Computational evaluation of exome sequence data using human and model organism phenotypes improves diagnostic efficiency

Evaluation of exome data using human and model organism phenotypes

William P. Bone1,Nicole L. Washington, Ph.D.2, Orion J. Buske3,4,David R. Adams, M.D.,Ph.D.1,5, Joie Davis1,David Draper1, Elise D. Flynn1, Marta Girdea3,4, Rena Godfrey1, Gretchen Golas1, Catherine Groden1, Julius Jacobsen6, Sebastian Köhler, Ph.D.7, Elizabeth EM. J.Lee1, Amanda E. Links1, Thomas C. Markello, M.D.,Ph.D.1, Christopher J. Mungall, Ph.D.2, Michele Nehrebecky1, Peter N. Robinson, M.D.,Ph.D.7, Murat Sincan,M.D.Ph.D.1, Ariane G. Soldatos,M.D.1, Cynthia J. Tifft, M.D.,Ph.D.1,5, Camilo Toro, M.D.1, Heather Trang3,4, Elise Valkanas1, Nicole Vasilevsky, Ph.D.8, Colleen Wahl1, Lynne A. Wolfe1, Cornelius F. Boerkoel, M.D.,Ph.D.1, Michael Brudno, Ph.D.3,4, Melissa A. Haendel, Ph.D.8, William A. Gahl, M.D.,Ph.D.1,5, Damian Smedley, Ph.D.6

1Undiagnosed Diseases Program, Common Fund, Office of the Director, National Institutes of Health, Bethesda, Maryland, United States of America

2Genomics Division, Lawrence Berkeley National Laboratory, Berkeley, California, United States of America

3Centre for Computational MedicineHospital for Sick Children, Toronto, Ontario, Canada

4Department of Computer Science, University of Toronto, Toronto Ontario, Canada

5Medical Genetics Branch, National Human Genome Research Institute, Bethesda, Maryland, United States of America

6Mouse Informatics group, Wellcome Trust Sanger Institute, Hinxton, United Kingdom

7Institute for Medical Genetics and Human Genetics, Charité-Universitätsmedizin Berlin, Berlin, Germany

8Library; and Department of Medical Informatics and Epidemiology, Oregon Health & Science University, Portland, Oregon, United States of America

Corresponding Author:

Damian Smedley

Wellcome Trust Sanger Institute,

Hinxton, Cambridge, CB10 1SA, UK,

Telephone: +44 (0)1223 834244

Fax: +44 (0)1223 494919

.

MATERIALS AND METHODS

Exome sequencing

Genomic DNA was extracted from whole blood using the Gentra Puregene Blood kit (Qiagen, Valencia, CA). Patient exome data were aligned using one of two methods. Sequence reads were aligned to a human reference sequence (UCSC assembly hg19/NCBI build 37) using Novoalign, and genotypes were called using the Most Probable Genotype algorithm 1. Alternatively, sequence reads were aligned and genotyped using the UDP’s DiploidAlign pipeline.

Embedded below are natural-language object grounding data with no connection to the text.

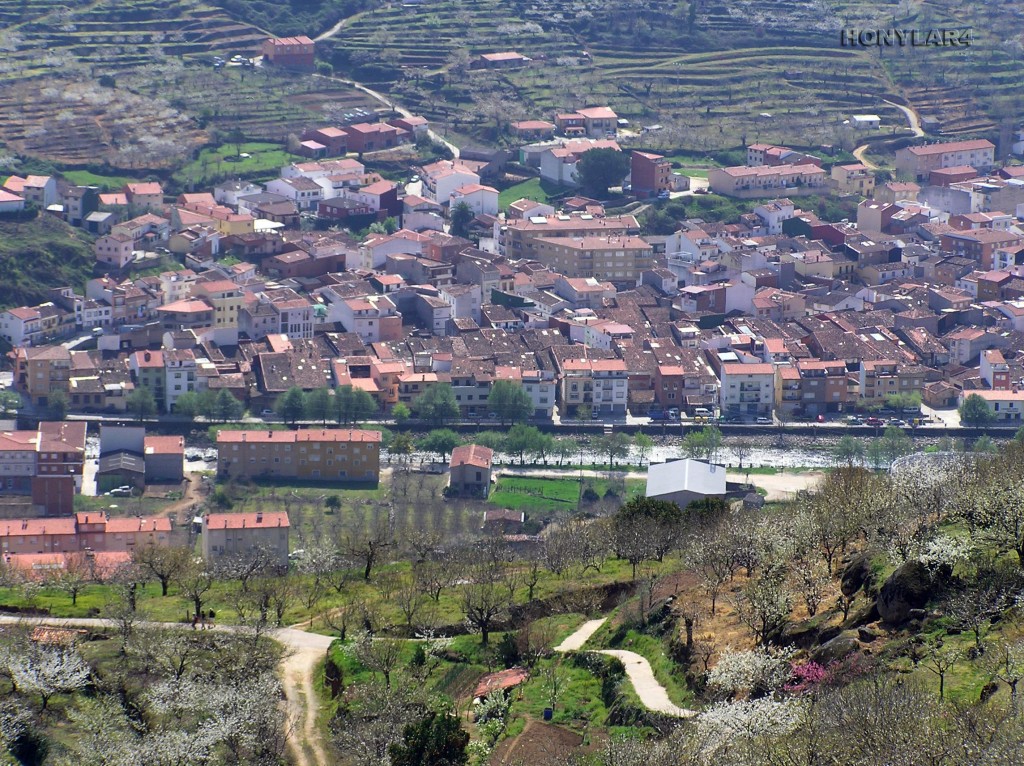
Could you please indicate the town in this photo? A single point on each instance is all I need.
(565, 448)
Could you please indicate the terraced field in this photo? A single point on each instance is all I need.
(729, 71)
(128, 83)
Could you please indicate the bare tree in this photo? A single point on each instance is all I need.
(164, 563)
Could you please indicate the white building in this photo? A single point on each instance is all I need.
(748, 389)
(303, 192)
(481, 200)
(683, 481)
(440, 179)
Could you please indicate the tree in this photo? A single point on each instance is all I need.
(320, 406)
(195, 580)
(643, 443)
(187, 405)
(353, 405)
(141, 403)
(401, 445)
(614, 445)
(975, 412)
(291, 406)
(77, 571)
(644, 527)
(57, 405)
(47, 671)
(600, 168)
(225, 408)
(400, 413)
(379, 654)
(462, 216)
(522, 439)
(436, 405)
(509, 400)
(440, 440)
(436, 739)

Briefly, BEAGLE software version 3 (RRID:nlx_154238) was used to generate a phased and imputed Variant Call Format (VCF) file from SNP chip data of the parents and offspring and 1000 Genomes HapMap data 2. The VCF file was then used by vcf2diploid version 0.2.3 to modify the human reference and create a maternal reference and a paternal reference, which are concatenated together to generate a parental reference 3. Patient short reads were aligned with Novoalign version 2.08.03 ( to each of the three reference sequences and were lifted back over to the standard human reference using custom Java code. Bam files were recalibrated and genotyped by HaplotypeCaller according to GATK Best Practices using GATK v2.5-2 ( 4. Variants in the VCF files were annotated relative to RefSeq transcripts using ANNOVAR 5.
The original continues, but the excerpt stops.